Les forces ukrainiennes perdent chaque jour plusieurs soldats, a déclaré le président de l’Ukraine, Volodymyr Zelensky. « La situation dans l’est est vraiment difficile. […] Nous perdons de 60 à 100 soldats par jour, tués au combat, et quelque 500 sont blessés. »

Dans le sud, les Ukrainiens s’inquiètent d’une possible annexion des régions conquises par les forces russes, Moscou évoquant la tenue de référendums dès juillet.

Pressions occidentales

 

Sur le plan diplomatique, les pays de l’Union européenne (UE) ont approuvé jeudi un sixième paquet de sanctions contre Moscou, dont un embargo (avec exemptions) sur les achats de pétrole. Ils ont toutefois renoncé à inscrire sur la liste noire le chef de l’Église orthodoxe russe, le patriarche Kirill, sous la pression de la Hongrie. Le texte doit encore recevoir l’accord écrit de chaque État membre en vue d’une entrée en vigueur vendredi.

Le vice-premier ministre russe chargé de l’Énergie, Alexandre Novak, a réagi en affirmant que les Européens seraient les premiers à « souffrir » de cet embargo pétrolier. « Non seulement les prix du pétrole, mais aussi ceux des produits pétroliers augmenteront.
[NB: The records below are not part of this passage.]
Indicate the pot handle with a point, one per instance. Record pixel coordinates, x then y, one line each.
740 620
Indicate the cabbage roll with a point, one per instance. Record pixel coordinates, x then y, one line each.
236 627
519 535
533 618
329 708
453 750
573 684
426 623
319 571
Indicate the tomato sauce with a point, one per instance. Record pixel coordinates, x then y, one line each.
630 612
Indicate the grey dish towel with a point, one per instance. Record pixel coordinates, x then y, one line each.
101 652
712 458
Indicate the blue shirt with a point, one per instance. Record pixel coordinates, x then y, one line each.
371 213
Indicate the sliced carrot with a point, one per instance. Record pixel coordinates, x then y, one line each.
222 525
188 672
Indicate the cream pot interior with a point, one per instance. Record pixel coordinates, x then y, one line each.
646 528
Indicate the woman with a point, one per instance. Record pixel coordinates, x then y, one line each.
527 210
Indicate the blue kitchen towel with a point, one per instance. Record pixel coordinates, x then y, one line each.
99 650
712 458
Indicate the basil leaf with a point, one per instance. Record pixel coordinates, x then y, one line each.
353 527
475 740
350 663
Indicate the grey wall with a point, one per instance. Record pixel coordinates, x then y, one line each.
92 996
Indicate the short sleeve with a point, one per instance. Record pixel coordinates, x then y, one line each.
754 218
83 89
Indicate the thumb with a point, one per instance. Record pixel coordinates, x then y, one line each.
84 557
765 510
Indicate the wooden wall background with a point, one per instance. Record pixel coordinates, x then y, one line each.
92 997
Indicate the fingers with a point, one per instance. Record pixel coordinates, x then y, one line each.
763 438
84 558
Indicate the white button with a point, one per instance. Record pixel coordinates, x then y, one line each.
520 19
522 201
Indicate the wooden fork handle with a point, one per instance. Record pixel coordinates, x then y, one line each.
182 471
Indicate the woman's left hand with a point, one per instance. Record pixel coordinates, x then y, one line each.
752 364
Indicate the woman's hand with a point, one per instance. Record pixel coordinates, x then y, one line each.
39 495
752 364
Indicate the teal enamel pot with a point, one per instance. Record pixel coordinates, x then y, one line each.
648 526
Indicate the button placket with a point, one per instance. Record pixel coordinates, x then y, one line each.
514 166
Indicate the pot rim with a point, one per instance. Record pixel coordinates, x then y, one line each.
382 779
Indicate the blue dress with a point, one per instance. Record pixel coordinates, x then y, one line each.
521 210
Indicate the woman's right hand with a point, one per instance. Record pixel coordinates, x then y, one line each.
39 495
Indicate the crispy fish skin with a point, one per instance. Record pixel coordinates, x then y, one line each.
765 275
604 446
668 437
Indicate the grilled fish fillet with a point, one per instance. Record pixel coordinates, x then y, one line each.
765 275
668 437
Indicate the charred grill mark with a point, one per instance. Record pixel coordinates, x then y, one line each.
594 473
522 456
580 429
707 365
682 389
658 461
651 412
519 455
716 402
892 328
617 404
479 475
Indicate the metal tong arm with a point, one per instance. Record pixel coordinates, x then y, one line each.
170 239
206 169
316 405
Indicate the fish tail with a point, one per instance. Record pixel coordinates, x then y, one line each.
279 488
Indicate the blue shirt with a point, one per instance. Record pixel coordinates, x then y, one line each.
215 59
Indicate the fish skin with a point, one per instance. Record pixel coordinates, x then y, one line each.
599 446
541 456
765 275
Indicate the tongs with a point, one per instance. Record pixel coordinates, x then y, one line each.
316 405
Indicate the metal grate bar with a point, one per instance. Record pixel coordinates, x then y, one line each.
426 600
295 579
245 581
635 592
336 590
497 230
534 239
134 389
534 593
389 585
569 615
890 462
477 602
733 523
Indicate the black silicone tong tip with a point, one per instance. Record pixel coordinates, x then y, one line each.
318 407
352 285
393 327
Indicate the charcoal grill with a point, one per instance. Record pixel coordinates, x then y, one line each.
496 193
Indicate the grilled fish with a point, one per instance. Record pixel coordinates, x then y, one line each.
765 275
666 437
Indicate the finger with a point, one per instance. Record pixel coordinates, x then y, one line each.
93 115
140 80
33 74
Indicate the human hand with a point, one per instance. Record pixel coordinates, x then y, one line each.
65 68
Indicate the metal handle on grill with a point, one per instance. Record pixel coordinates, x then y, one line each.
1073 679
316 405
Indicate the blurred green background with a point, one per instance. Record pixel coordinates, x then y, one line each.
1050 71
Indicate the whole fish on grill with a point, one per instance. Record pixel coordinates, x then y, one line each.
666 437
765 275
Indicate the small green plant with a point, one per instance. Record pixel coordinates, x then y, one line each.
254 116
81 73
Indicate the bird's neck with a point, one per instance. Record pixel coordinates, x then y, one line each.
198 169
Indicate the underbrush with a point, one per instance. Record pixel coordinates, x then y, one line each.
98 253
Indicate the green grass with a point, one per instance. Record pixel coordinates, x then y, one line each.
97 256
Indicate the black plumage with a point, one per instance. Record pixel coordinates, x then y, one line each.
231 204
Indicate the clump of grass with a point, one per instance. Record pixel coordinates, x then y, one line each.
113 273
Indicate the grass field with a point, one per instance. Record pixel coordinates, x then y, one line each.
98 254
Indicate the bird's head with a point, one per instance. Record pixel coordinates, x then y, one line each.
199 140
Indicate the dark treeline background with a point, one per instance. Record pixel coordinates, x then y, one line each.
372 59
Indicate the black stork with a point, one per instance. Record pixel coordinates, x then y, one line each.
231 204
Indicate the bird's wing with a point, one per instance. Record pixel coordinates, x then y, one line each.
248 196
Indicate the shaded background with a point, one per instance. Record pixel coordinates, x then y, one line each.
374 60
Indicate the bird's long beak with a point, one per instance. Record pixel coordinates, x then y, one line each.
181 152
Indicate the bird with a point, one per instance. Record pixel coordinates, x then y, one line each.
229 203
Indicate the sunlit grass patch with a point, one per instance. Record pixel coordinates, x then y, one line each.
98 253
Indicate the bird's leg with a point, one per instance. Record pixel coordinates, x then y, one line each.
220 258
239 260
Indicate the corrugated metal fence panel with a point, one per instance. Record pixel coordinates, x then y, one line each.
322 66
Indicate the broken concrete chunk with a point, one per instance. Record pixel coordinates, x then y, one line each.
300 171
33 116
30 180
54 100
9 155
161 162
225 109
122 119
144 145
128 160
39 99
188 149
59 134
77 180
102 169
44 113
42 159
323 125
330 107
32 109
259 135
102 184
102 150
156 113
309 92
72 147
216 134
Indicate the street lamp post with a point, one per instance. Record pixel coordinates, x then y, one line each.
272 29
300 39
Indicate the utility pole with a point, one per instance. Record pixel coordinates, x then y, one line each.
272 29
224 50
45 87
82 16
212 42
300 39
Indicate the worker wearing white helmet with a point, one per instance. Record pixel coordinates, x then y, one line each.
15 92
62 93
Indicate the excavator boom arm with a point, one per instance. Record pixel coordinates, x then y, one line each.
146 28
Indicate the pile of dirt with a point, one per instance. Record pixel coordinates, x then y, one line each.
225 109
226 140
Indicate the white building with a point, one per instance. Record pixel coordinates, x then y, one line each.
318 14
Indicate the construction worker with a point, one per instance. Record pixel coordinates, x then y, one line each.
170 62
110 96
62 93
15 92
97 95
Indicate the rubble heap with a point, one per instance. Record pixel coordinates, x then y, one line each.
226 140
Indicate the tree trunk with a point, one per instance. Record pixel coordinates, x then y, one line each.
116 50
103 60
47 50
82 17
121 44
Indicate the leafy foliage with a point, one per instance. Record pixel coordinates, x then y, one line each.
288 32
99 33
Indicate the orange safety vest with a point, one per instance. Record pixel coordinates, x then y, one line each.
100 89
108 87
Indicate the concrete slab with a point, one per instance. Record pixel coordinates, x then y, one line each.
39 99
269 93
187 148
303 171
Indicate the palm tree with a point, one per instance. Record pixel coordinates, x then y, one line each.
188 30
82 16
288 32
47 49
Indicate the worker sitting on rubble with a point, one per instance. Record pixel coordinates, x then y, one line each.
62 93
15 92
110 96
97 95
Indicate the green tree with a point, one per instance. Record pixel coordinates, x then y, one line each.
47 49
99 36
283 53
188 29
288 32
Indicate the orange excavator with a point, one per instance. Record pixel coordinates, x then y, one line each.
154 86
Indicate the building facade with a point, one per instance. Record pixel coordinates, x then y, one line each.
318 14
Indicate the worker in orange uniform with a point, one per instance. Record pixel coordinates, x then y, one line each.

Je n’exclus pas qu’il y ait un grand déficit de produits pétroliers dans l’UE », a-t-il déclaré.

Aux États-Unis, le gouvernement Biden a annoncé une nouvelle série de sanctions visant un groupe de nouveaux oligarques ou membres de « l’élite » de Moscou, dont la porte-parole de la diplomatie russe, Maria Zakharova.

Une « guerre d’usure »

Lors d’une visite à Washington, le secrétaire général de l’OTAN, Jens Stoltenberg, a pour sa part estimé que les pays occidentaux devaient se préparer à un long conflit. « Nous devons être préparés sur le long terme. Parce que ce que nous voyons est que cette guerre est désormais devenue une guerre d’usure », a-t-il affirmé jeudi aux journalistes après une rencontre avec le président Biden.

La guerre en Ukraine « pourrait se terminer demain, si la Russie mettait fin à son agression », avait-il déclaré mercredi lors d’une conférence de presse, aux côtés du chef de la diplomatie américaine, Antony Blinken. Mais « nous ne voyons aucun signe dans cette direction à ce stade », avait ajouté M. Stoltenberg.

La guerre menée par la Russie en Ukraine va durer encore « de nombreux mois », avait aussi déclaré M. Blinken.